UN Sustainable Development Goals

Of the 17 UN SDGs, Heard works directly on three. The choice is not incidental — these three are the goals our ethical principles translate into measurable outcomes.

The other 14 SDGs are visible on the home page for context. Heard does not claim to work on goals it does not work on.

Specific commitments

Data & privacy

  • Symptom entries live in the user's browser localStorage by default. There is no account, no server-side database, no third-party analytics, no advertising pixels.
  • The optional Claude API mode sends a compacted symptom log to Anthropic only at the moment a brief is generated, and only on explicit user action. No identifying fields (name, email, location) are sent.
  • The browser-side local model (Llama 3.2 1B via WebLLM) runs entirely on-device. Symptom data never leaves the browser when this mode is selected.
  • We do not sell, share, or repurpose user data. There is no data to sell.

Informed consent

  • Every AI mode is opt-in. The default brief generator is fully local heuristics — no AI, no network call.
  • The dropdown on /brief clearly states what each mode does and what data crosses the network. Users choose with eyes open.
  • Demo data is clearly labelled and can be wiped from the dashboard at any time.

AI use & limitations

  • Outputs are framed as 'worth asking your clinician to consider', never as diagnoses.
  • Where AI augments a brief, the source is named on the output (Claude Sonnet 4.6 / Local model / Local heuristics).
  • We do not use AI to make decisions about treatment, eligibility, risk-scoring, or insurance. Heard is an advocacy tool, not a triage system.

Inclusivity & language

  • Heard is written for women, non-binary people, and people assigned female at birth (AFAB). The term AFAB is spelled out on first use throughout the app.
  • We avoid trans-exclusionary language and we name the diagnostic gap as a gendered structural issue, not a personal failing.
  • The condition library and pattern engine are reviewed for the dismissive idioms that women's medicine has historically used ("anxiety", "sensitive", "normal for women").

Vulnerable users & trauma-aware design

  • Many users come to a symptom journal after being dismissed by a clinician. The "previously dismissed" flag is a first-class field, not a footnote, and it informs the brief.
  • We do not surface emergency-room or self-harm content without context. If a symptom pattern is potentially urgent (atypical cardiac signals, fainting), Heard recommends contacting a clinician, not a triage chatbot.
  • There is no streak counter, no engagement metric, and no gamification.
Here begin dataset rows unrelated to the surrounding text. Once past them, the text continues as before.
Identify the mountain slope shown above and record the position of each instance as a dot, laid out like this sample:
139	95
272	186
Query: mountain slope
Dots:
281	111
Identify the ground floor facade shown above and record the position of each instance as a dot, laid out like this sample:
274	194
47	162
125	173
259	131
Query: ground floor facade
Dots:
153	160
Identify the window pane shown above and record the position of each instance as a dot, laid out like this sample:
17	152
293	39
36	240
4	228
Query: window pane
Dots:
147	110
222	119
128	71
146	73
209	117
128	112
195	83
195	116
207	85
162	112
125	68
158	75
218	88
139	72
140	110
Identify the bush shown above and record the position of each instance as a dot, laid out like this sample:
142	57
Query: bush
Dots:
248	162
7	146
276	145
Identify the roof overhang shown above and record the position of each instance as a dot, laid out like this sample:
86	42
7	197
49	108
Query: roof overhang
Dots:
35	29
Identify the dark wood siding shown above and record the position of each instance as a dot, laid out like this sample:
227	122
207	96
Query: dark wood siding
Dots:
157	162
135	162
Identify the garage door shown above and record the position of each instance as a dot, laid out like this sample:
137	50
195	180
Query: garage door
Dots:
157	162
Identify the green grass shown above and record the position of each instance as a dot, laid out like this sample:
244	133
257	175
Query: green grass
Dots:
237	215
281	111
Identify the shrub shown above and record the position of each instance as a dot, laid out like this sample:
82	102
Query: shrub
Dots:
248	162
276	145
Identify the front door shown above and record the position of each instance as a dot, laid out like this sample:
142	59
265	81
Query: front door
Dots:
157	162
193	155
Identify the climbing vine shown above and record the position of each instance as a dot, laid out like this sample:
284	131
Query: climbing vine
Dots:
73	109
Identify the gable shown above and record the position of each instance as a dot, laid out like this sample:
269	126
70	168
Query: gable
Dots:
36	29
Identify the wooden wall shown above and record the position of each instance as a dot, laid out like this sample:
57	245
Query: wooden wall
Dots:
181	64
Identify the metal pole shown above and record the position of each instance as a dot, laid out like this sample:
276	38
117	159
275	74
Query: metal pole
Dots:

The app should not reward suffering with points.

Safety & dual-use

  • Heard is an educational self-advocacy tool. It is not a medical device, it is not CE-marked, FDA-approved, MHRA-registered, or regulated as software-as-a-medical-device.
  • We will not add features that diagnose, treat, prescribe, or claim clinical efficacy.
  • We will not integrate with insurance underwriters, employer health programmes, or other systems that could weaponise symptom data against the people who logged it.

Conflicts of interest

  • Heard has no commercial relationship with pharmaceutical companies, insurance providers, or device manufacturers.
  • The Anthropic dependency is disclosed; users can run the app without it.
  • Sponsorship or grant funding, when accepted, will be disclosed on this page.

Accessibility

  • Heard is mobile-first, responsive, and uses semantic HTML with ARIA labelling on interactive elements.
  • Body copy is set at a comfortable reading size with sufficient colour contrast against the warm background.
  • We will treat accessibility regressions as bugs, not as nice-to-haves.

Raising concerns

  • If something in Heard feels unsafe, inaccurate, or exclusionary, please open an issue on the GitHub repository or contact the team via the SupportHers.com channels.
  • We treat ethics issues as P0 — equal priority to security incidents.

What Heard is not

Heard is not a medical device. It does not diagnose, treat, cure, or prevent any condition. It does not replace consultation with a qualified clinician. It does not provide emergency advice — if you are in a medical emergency, contact your local emergency services.